La victoria es la ineludible constricción a la que se haya supeditado todo aquel que se ha resuelto a combatir. Y cuando la victoria es incuestionable, el ius in bello queda en suspenso. Solamente allí donde la derrota pudiera asumirse como una posibilidad cierta, solamente allí donde la posibilidad de una victoria se desechase por superior respeto a algo que se tiene por sagrado (por ejemplo, la vida de las mujeres, los niños, los civiles) cabría un ius in bello viable.

Pero la historia ha sido catastrófica y muy explícita al respecto. Podemos elucubrar todo lo que queramos sobre las condiciones que legitiman el ejercicio de la violencia por parte del poder, pero siempre que tengamos muy presente que inevitablemente se estrellarán contra la caótica casuística, que siempre tiene matices que una teoría general no puede abarcar. Y en última instancia, en todas aquellas lides que involucren en mayor o menor grado el ejercicio de la violencia estatal, cabe tener presente la advertencia de Carl Schmitt en “La dictadura”:

“El Estado Moderno ha nacido como resultado de una técnica política. Con él comienza, como un reflejo teorético suyo, la teoría de la razón de estado, una máxima que se levanta por encima de la oposición de derecho y agravio y se deriva tan solo de las necesidades de afirmación y ampliación del poder político” . Esto es: que la violencia estatal cuya función es la propia conservación del estado, no encuentra más justificación que la propia y redundante justificación que el tratadista italiano Canonhiero dio a la razón de estado: “son acciones amparadas en la razón de estado aquellas para cuya justificación no cabe apelar más que a la propia razón de estado”. La sentencia de Canonhiero es una siniestra burla, pero es también absolutamente fiel a la realidad. Porque es la realidad la que una y otra vez se burla de todos. Y se burla, por supuesto, de las teorías que elaboramos.

II.

Ahora bien, ¿cuáles son las condiciones que en la vida humana justifican el uso de la violencia y cómo puede analizarse críticamente ese uso en los tiempos en que vivimos? ¿Es toda violencia moralmente condenable y dañina a quien la ejerce? ¿Es justificable la violencia en la obtención de una vida digna y libre para individuos y sociedades?

Cuando el poder político se obtiene de forma espurea, como es el caso actual de la democracias establecidas, la violencia es un elemento imprescindible para su mantenimiento. El salteador de caminos, el ladrón de bancos, el político que no trae causa de elector alguno, el contrabandista, el chulo que vive de prostituir a mujeres, el cobrador de impuestos y gravámenes de un sistema totalitario y los abusadores tiranos que rige ese sistema, todos tienen el denominador común de ejercer violencia sobre la sociedad, para mantener su “modus vivendi” parasitario y criminal.

En todos y cada uno de esos casos, la violencia requerida para acabar con su desafío inhumano, es un derecho natural del hombre.
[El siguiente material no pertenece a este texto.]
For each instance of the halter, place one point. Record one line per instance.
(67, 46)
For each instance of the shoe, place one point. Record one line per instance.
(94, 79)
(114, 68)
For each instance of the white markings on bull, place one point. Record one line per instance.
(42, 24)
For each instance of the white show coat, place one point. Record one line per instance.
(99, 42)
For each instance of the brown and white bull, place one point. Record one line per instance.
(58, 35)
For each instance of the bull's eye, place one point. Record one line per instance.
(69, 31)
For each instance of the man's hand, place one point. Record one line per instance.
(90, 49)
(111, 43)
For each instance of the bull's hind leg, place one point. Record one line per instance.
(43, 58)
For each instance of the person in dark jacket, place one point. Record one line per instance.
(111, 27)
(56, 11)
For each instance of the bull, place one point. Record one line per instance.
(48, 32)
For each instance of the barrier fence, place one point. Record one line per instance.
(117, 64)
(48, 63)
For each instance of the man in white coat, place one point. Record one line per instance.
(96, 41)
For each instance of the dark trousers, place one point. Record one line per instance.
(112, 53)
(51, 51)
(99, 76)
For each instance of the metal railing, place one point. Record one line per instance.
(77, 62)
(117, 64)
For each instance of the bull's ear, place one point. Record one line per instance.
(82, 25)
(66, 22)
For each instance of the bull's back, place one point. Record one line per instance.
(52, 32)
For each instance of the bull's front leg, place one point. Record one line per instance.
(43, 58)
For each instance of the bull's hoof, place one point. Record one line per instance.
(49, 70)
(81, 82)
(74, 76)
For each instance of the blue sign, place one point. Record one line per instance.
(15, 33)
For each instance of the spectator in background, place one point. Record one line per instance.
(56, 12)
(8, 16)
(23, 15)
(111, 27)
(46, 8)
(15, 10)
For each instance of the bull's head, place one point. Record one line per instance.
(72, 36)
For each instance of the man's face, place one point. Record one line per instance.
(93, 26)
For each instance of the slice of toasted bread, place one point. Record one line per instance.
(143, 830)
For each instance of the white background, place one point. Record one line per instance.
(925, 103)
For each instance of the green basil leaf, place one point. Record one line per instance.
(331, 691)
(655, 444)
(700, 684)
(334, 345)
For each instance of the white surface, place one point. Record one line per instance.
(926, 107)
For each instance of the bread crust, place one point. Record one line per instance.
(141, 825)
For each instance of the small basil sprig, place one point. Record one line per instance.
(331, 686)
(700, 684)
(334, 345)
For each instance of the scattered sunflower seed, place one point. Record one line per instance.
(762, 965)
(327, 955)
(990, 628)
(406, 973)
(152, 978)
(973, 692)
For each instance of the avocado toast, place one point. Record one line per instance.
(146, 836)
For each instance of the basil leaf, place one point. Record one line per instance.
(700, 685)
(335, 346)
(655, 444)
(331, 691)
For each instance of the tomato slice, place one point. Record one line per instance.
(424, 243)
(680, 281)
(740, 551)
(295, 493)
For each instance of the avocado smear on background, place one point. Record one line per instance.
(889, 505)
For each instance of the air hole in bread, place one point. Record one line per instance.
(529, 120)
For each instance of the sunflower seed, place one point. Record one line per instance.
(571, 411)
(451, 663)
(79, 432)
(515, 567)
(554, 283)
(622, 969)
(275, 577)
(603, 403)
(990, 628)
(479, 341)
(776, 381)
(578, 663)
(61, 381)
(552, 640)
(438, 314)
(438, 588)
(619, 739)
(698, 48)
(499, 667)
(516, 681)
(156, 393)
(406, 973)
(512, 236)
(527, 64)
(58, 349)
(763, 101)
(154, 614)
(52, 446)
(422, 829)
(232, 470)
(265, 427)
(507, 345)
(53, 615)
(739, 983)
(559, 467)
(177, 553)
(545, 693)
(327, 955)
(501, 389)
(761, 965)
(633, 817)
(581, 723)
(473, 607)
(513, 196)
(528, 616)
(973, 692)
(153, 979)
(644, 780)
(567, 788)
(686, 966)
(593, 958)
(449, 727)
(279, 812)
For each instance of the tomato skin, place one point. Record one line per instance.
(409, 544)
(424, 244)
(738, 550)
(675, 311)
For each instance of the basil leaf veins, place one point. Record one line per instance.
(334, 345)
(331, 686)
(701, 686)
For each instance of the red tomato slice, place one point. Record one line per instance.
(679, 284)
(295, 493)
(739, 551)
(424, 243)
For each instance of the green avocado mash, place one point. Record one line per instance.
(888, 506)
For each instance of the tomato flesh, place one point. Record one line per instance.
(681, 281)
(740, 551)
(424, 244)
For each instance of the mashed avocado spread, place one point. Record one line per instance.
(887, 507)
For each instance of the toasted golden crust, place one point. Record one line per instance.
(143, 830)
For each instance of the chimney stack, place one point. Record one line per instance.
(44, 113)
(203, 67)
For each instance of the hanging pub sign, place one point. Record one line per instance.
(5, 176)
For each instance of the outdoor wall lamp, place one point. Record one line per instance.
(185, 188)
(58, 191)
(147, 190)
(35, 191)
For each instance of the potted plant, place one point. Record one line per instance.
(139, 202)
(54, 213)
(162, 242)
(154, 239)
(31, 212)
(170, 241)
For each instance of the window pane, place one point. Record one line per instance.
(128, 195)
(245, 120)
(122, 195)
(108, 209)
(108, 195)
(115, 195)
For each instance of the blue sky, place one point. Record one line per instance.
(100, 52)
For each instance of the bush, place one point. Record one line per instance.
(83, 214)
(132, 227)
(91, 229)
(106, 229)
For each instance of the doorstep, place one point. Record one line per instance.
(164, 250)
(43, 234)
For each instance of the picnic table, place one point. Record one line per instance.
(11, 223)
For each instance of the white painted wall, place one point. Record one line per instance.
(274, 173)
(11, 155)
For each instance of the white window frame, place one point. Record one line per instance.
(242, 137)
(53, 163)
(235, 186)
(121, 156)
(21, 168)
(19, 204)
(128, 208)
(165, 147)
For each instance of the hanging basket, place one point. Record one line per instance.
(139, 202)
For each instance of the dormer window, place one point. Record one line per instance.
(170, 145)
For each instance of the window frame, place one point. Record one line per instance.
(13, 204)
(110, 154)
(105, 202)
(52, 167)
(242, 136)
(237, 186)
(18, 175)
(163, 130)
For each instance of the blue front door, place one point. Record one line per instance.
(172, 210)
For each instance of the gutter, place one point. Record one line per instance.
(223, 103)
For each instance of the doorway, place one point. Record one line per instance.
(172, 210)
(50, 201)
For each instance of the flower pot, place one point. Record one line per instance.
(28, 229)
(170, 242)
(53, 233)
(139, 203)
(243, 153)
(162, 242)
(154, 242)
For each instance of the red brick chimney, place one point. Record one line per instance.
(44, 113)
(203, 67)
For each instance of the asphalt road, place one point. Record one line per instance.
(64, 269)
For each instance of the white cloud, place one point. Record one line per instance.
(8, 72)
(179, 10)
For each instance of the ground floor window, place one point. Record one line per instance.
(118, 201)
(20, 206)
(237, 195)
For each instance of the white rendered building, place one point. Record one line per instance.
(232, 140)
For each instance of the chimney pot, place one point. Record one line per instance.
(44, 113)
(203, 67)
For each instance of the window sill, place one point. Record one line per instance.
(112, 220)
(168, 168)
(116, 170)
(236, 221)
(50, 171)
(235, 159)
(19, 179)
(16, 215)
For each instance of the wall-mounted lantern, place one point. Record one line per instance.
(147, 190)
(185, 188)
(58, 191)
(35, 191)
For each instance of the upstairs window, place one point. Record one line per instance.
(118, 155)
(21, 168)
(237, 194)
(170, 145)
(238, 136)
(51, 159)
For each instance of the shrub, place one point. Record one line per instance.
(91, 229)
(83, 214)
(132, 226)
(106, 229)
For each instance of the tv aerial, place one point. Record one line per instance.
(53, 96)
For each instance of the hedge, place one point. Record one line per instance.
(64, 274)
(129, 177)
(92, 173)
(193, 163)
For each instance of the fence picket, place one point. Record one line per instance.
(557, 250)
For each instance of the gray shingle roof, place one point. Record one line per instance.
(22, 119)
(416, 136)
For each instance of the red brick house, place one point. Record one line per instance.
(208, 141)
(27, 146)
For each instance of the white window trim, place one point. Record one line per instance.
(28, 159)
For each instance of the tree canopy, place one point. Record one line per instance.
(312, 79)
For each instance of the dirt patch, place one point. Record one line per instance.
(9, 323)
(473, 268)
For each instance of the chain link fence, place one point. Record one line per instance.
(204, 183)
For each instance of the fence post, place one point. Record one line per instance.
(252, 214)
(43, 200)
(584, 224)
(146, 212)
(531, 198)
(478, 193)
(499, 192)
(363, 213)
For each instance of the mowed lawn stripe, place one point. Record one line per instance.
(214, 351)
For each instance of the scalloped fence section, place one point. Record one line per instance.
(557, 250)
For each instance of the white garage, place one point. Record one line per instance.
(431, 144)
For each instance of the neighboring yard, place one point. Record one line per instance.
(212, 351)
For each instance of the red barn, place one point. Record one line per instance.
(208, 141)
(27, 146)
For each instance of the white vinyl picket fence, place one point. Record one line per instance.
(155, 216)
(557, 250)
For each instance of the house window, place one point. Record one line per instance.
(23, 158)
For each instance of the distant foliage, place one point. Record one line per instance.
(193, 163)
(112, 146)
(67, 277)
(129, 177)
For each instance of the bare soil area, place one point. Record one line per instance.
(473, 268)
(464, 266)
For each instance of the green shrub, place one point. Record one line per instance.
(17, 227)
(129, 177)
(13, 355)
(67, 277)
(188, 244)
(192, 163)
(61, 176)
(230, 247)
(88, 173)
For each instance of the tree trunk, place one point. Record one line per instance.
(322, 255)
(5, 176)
En el siglo XVIII ese derecho fue enunciado elocuentemente por Thomas Jefferson en la Declaración de Independencia de Estados Unidos, entre otras.

La violencia empleada por las fuerzas armadas cuando simulan un golpe de Estado, es sin duda el clásico ejemplo de cómo emplear la fuerza (moral y física) para hacer prevalecer la estafa sobre  el derecho de los hombres libres. La mafia que hace posible el régimen juancarlista, por ejemplo, tiene una relación simbiótica con el tirano. Juan Carlos y sus esbirros se necesitan mutuamente.

Contra el terror del estado compuesto de ladrones y meretrices bajo palio, la violencia de los hombres libres, no es solamente un derecho, sino obligación moral. Y ese derecho, ha de ser ejercido en España, haciendo caso omiso a las críticas interesadas y cobardes de quienes presumen aleccionarnos en deberes humanitarios mientras meten la mano en la saca.

Desaparecido el espejismo de los medios “pacíficos”, el único camino que conduce hoy a la libertad de los españoles no es pacífico. Siento mucho decirlo pero no veo otra salida. Se trata de una senda trágica y triste, preñada de decepciones y sinsabores. No es un viaje al que se va contento.¿ O, acaso usted tiene otra fórmula mejor?